There are VCs who employ older Stanford upperclassmen to identify freshmen as soon as they arrive on campus. It’s kept purposefully obscure. I’ve had people tell me it’s seen as an anti-signal to join one of the big entrepreneurship clubs, because that looks like you’re doing it for the title — as opposed to being in one of the secret feeder groups where the true builders supposedly congregate. But as much as there is genuine talent among the kids in this world, the primary qualification is who you know — whether you’re getting tapped on the shoulder. There was a CEO who cold-emailed me freshman year, asked to get to know me. The first time we went to dinner, we went to the Rosewood Hotel, and he’s sitting there spoon-feeding his eight-month-old caviar as he casually mentions that his first-ever contract was for Muammar Gaddafi. That casualness is something I find fascinating. And this whole system goes a long way toward explaining how the big frauds develop. It starts by vesting huge amounts of authority, money, and power in the hands of teenagers without adequate safeguards for when things go wrong.

You arrived right as the FTX collapse was happening and ChatGPT launched. What was that like to observe up close?

The timing was almost absurd. We arrived at the tail end of the crypto craze — the assumption when we showed up was that crypto was how you were going to make your fortune. SBF begins his descent on November 2nd. ChatGPT comes out November 30th. And immediately everything pivots. I remember being at a dinner shortly after ChatGPT’s release, sitting with one of the biggest crypto boosters on campus, and he’s telling me that SBF was “directionally correct” — that was the phrase — but that everyone was trying to figure out how to get around the legality. And quickly, many of those same people realized that AI was the new craze they could jump on. They told me they could reach the same heights as SBF, preferably without the fall, by taking advantage of the newest new thing. Silicon Valley operates in cycles, but this one has been particularly fascinating to observe up close because the scale is just unfathomable.

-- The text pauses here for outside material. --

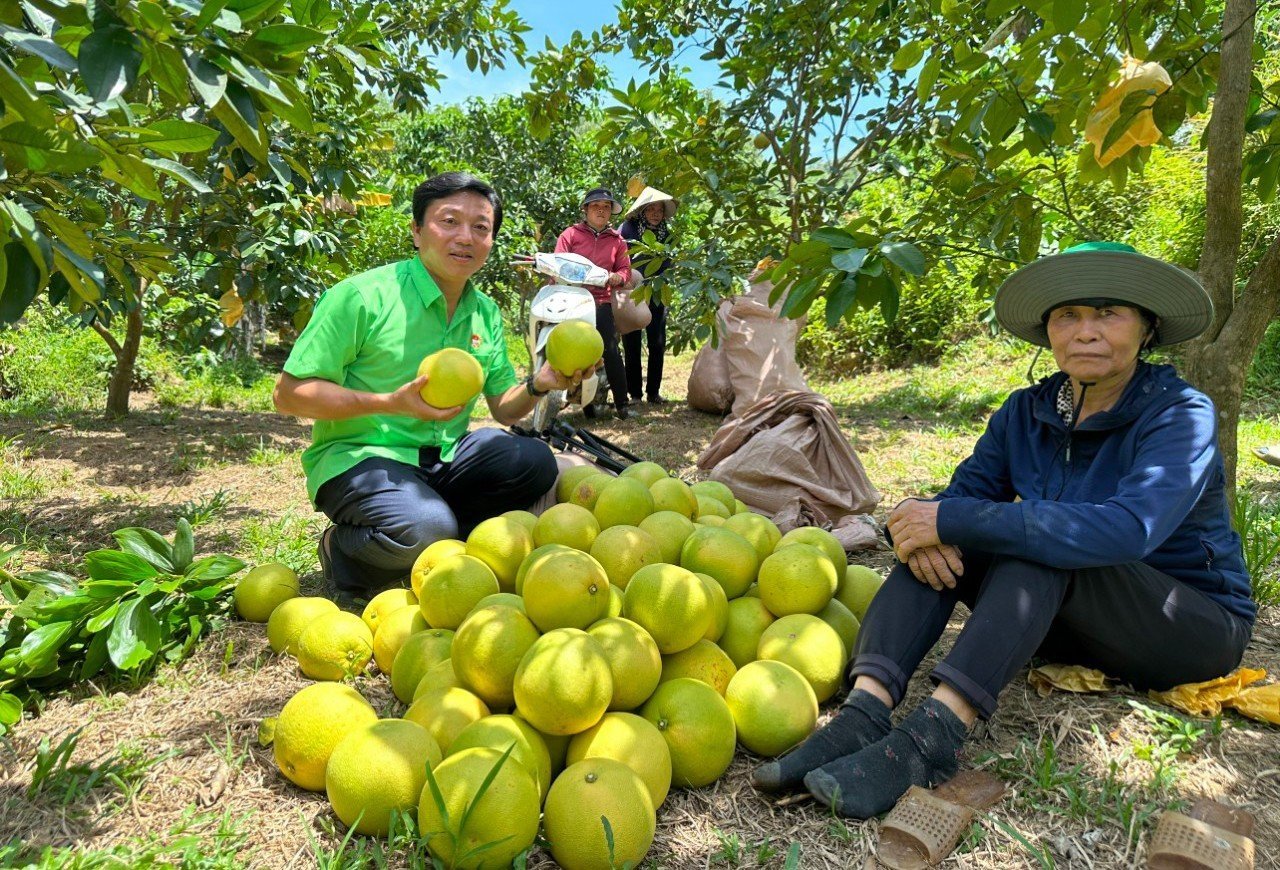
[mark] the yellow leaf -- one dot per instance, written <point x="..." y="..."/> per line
<point x="232" y="307"/>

Do you think your peers are leaning into entrepreneurship partly out of anxiety about the job market?

Absolutely. The AI rush has made talent the resource to mine in this modern-day gold rush — the most valuable researchers and founders are more valuable than ever, but entry-level positions are starting to disappear. There’s a common refrain among people in this world that it’s easier to raise money for a startup right now than to get an internship. Which is remarkable, right? Entrepreneurship, rather than being the non-conformist outsider thing it might once have been associated with, has become an expected path. That changes the nature of it entirely.

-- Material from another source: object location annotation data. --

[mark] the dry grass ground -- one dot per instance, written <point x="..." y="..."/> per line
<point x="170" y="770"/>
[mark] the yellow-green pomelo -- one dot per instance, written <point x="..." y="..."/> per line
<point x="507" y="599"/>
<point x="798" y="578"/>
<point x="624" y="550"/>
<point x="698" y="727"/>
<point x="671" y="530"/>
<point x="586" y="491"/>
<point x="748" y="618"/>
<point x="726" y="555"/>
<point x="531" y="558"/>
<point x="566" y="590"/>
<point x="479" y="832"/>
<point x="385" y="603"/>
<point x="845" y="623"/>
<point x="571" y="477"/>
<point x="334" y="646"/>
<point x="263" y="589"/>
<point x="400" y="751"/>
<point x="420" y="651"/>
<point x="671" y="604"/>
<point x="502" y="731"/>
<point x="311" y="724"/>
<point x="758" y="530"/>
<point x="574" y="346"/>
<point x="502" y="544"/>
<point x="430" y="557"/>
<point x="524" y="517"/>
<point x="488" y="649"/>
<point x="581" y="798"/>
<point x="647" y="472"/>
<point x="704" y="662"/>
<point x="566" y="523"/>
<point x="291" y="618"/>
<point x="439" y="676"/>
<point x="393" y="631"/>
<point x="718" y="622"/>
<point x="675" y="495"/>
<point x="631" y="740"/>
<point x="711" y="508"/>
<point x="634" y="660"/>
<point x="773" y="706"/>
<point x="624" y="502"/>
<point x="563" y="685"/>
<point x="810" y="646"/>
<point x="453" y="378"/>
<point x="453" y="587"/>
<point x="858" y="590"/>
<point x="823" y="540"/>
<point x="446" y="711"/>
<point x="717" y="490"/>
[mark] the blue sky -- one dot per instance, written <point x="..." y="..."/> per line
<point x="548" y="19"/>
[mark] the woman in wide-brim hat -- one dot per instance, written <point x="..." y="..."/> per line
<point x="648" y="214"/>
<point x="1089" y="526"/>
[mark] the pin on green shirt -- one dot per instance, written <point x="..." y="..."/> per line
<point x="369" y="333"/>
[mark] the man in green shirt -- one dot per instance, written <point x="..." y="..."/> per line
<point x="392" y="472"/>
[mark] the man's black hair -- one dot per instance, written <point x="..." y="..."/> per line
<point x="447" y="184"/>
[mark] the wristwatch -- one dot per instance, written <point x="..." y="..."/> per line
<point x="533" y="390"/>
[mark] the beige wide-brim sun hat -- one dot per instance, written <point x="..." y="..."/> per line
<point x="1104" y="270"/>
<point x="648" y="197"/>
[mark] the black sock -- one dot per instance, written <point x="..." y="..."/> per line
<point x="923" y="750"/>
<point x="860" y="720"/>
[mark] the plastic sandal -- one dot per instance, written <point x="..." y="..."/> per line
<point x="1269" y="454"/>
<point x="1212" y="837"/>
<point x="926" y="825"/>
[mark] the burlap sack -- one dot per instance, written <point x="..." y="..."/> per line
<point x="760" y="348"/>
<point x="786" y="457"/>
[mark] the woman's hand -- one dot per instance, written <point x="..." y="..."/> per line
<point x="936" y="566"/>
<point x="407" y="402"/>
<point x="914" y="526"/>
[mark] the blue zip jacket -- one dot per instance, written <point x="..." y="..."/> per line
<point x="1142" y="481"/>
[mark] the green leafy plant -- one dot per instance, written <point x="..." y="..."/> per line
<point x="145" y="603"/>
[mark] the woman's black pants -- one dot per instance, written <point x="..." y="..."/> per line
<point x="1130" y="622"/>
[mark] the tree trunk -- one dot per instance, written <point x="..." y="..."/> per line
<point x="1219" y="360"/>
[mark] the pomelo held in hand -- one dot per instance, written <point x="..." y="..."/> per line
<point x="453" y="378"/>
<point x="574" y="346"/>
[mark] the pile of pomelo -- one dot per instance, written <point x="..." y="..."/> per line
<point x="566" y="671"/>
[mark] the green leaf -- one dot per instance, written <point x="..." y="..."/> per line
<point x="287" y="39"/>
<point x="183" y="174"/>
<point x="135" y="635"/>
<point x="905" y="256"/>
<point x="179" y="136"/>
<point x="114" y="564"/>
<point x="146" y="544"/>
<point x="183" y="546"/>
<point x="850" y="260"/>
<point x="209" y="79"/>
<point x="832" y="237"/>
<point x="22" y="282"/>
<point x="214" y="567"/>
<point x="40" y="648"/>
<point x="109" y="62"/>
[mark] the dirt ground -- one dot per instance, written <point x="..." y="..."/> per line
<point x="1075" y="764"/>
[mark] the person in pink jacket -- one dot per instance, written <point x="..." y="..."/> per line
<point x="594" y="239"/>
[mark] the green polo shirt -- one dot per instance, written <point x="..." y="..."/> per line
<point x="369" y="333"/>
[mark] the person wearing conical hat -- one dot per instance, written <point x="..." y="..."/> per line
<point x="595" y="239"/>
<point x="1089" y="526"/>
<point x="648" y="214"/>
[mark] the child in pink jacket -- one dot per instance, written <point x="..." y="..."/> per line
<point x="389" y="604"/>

What’s one piece of advice you’d give to a 17-year-old heading to Stanford or any elite university today?

You have to be really conscious about whether you’re doing what you’re doing because you believe in it and because it’s the right thing — or because it’s the easy thing. It’s very easy to be buffeted by trends and the tech whirlpool, to find yourself wasting away at a job you don’t actually want because you followed the expected path. Following the expected path is way less interesting than going out and doing something for yourself. I admire the best founders who emerge from this place because they feel genuinely empowered to make a difference. You just have to be careful that you’re doing it for the right reasons — and not just because you want to get rich.

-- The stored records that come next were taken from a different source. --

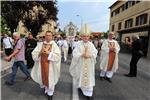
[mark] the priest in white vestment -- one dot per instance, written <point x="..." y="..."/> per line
<point x="46" y="70"/>
<point x="109" y="57"/>
<point x="65" y="48"/>
<point x="83" y="63"/>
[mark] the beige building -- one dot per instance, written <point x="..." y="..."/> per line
<point x="131" y="17"/>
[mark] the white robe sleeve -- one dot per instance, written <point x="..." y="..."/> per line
<point x="117" y="48"/>
<point x="104" y="47"/>
<point x="36" y="52"/>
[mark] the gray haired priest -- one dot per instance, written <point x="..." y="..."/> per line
<point x="83" y="63"/>
<point x="46" y="70"/>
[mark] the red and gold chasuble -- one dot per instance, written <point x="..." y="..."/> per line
<point x="46" y="49"/>
<point x="111" y="56"/>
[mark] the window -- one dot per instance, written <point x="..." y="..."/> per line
<point x="126" y="5"/>
<point x="119" y="26"/>
<point x="128" y="23"/>
<point x="133" y="2"/>
<point x="130" y="3"/>
<point x="142" y="19"/>
<point x="113" y="27"/>
<point x="122" y="7"/>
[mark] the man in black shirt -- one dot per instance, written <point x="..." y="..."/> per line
<point x="136" y="55"/>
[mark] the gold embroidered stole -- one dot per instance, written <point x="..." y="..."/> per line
<point x="112" y="55"/>
<point x="85" y="76"/>
<point x="46" y="49"/>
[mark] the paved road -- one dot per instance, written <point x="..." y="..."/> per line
<point x="122" y="88"/>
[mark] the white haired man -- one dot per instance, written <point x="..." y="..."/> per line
<point x="109" y="58"/>
<point x="19" y="56"/>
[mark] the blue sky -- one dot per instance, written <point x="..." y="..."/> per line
<point x="93" y="12"/>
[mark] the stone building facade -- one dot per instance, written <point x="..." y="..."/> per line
<point x="131" y="17"/>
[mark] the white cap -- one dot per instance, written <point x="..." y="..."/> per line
<point x="85" y="30"/>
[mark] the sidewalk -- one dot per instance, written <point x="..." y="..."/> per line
<point x="5" y="67"/>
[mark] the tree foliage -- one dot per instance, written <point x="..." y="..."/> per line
<point x="32" y="13"/>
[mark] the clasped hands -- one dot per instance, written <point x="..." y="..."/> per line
<point x="112" y="49"/>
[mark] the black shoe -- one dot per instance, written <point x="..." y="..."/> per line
<point x="90" y="98"/>
<point x="9" y="83"/>
<point x="101" y="78"/>
<point x="50" y="97"/>
<point x="129" y="75"/>
<point x="27" y="78"/>
<point x="108" y="79"/>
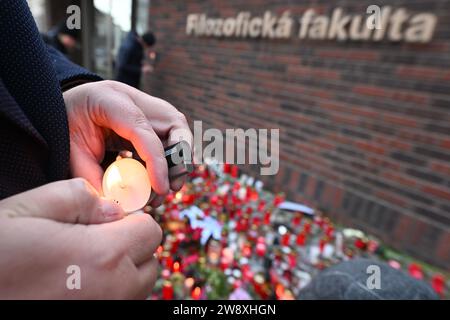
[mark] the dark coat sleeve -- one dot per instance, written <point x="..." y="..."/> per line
<point x="68" y="73"/>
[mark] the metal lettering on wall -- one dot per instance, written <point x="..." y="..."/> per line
<point x="386" y="23"/>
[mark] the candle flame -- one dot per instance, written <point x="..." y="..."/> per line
<point x="114" y="178"/>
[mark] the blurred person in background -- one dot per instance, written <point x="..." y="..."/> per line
<point x="132" y="60"/>
<point x="62" y="38"/>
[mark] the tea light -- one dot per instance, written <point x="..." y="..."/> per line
<point x="126" y="182"/>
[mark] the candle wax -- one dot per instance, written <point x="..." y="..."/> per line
<point x="126" y="182"/>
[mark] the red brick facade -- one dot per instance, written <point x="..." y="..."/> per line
<point x="364" y="126"/>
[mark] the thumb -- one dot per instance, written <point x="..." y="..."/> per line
<point x="70" y="201"/>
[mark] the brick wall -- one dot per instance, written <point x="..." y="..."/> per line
<point x="364" y="126"/>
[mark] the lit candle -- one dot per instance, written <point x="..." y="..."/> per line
<point x="167" y="290"/>
<point x="196" y="293"/>
<point x="126" y="182"/>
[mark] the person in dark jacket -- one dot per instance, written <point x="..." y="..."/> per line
<point x="62" y="38"/>
<point x="129" y="62"/>
<point x="56" y="120"/>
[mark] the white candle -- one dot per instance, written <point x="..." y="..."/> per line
<point x="126" y="182"/>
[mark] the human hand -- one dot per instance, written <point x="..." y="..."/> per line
<point x="47" y="229"/>
<point x="108" y="113"/>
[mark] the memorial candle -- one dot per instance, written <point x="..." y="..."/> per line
<point x="126" y="181"/>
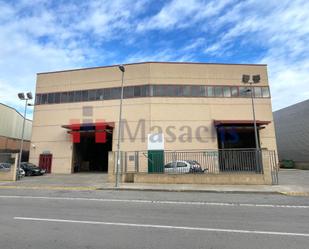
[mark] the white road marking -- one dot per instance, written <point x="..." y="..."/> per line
<point x="204" y="229"/>
<point x="226" y="204"/>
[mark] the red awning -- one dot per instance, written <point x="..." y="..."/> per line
<point x="240" y="122"/>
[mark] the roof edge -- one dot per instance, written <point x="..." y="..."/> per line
<point x="10" y="107"/>
<point x="153" y="62"/>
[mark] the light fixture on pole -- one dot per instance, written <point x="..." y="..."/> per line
<point x="255" y="80"/>
<point x="122" y="69"/>
<point x="26" y="97"/>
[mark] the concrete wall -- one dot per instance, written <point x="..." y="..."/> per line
<point x="11" y="174"/>
<point x="11" y="123"/>
<point x="292" y="130"/>
<point x="48" y="135"/>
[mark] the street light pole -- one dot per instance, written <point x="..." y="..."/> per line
<point x="254" y="120"/>
<point x="122" y="69"/>
<point x="255" y="80"/>
<point x="26" y="98"/>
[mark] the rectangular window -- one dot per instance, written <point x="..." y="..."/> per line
<point x="234" y="91"/>
<point x="197" y="91"/>
<point x="99" y="94"/>
<point x="107" y="93"/>
<point x="92" y="95"/>
<point x="218" y="91"/>
<point x="137" y="91"/>
<point x="258" y="92"/>
<point x="38" y="99"/>
<point x="51" y="98"/>
<point x="77" y="96"/>
<point x="226" y="91"/>
<point x="44" y="98"/>
<point x="64" y="97"/>
<point x="85" y="95"/>
<point x="57" y="98"/>
<point x="210" y="91"/>
<point x="71" y="97"/>
<point x="265" y="92"/>
<point x="128" y="92"/>
<point x="244" y="92"/>
<point x="144" y="91"/>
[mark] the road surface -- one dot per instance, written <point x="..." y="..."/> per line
<point x="129" y="219"/>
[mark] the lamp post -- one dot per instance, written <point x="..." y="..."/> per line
<point x="26" y="97"/>
<point x="122" y="69"/>
<point x="255" y="80"/>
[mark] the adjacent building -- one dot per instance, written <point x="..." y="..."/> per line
<point x="11" y="123"/>
<point x="194" y="106"/>
<point x="292" y="130"/>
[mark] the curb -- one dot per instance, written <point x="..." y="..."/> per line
<point x="80" y="188"/>
<point x="295" y="193"/>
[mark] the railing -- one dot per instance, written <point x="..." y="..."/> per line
<point x="196" y="162"/>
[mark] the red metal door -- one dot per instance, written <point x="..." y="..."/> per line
<point x="46" y="162"/>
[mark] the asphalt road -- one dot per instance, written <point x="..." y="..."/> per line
<point x="119" y="219"/>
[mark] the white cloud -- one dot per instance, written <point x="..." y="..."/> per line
<point x="282" y="30"/>
<point x="181" y="14"/>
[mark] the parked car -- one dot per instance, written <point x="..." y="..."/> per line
<point x="31" y="169"/>
<point x="7" y="167"/>
<point x="183" y="166"/>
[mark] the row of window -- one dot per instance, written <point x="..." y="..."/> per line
<point x="151" y="91"/>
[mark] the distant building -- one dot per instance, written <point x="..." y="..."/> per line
<point x="11" y="123"/>
<point x="292" y="132"/>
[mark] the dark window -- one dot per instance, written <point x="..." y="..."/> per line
<point x="234" y="91"/>
<point x="137" y="91"/>
<point x="158" y="90"/>
<point x="144" y="91"/>
<point x="265" y="92"/>
<point x="244" y="92"/>
<point x="115" y="93"/>
<point x="44" y="98"/>
<point x="92" y="95"/>
<point x="100" y="94"/>
<point x="218" y="91"/>
<point x="107" y="93"/>
<point x="128" y="92"/>
<point x="168" y="166"/>
<point x="64" y="97"/>
<point x="198" y="91"/>
<point x="51" y="98"/>
<point x="71" y="97"/>
<point x="210" y="91"/>
<point x="258" y="92"/>
<point x="85" y="95"/>
<point x="57" y="98"/>
<point x="226" y="91"/>
<point x="77" y="96"/>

You came here thinking you’d be a founder. Do you still want to start something?

Honestly, I haven’t thought about it that much — it’s been a mad dash to finish the book and get to graduation, which is astonishingly only about a month away. But I think it comes across in the book that I really did fall in love with journalism. It’s a temperament, almost an affliction, more than a career. Whatever I do, it will intersect with that.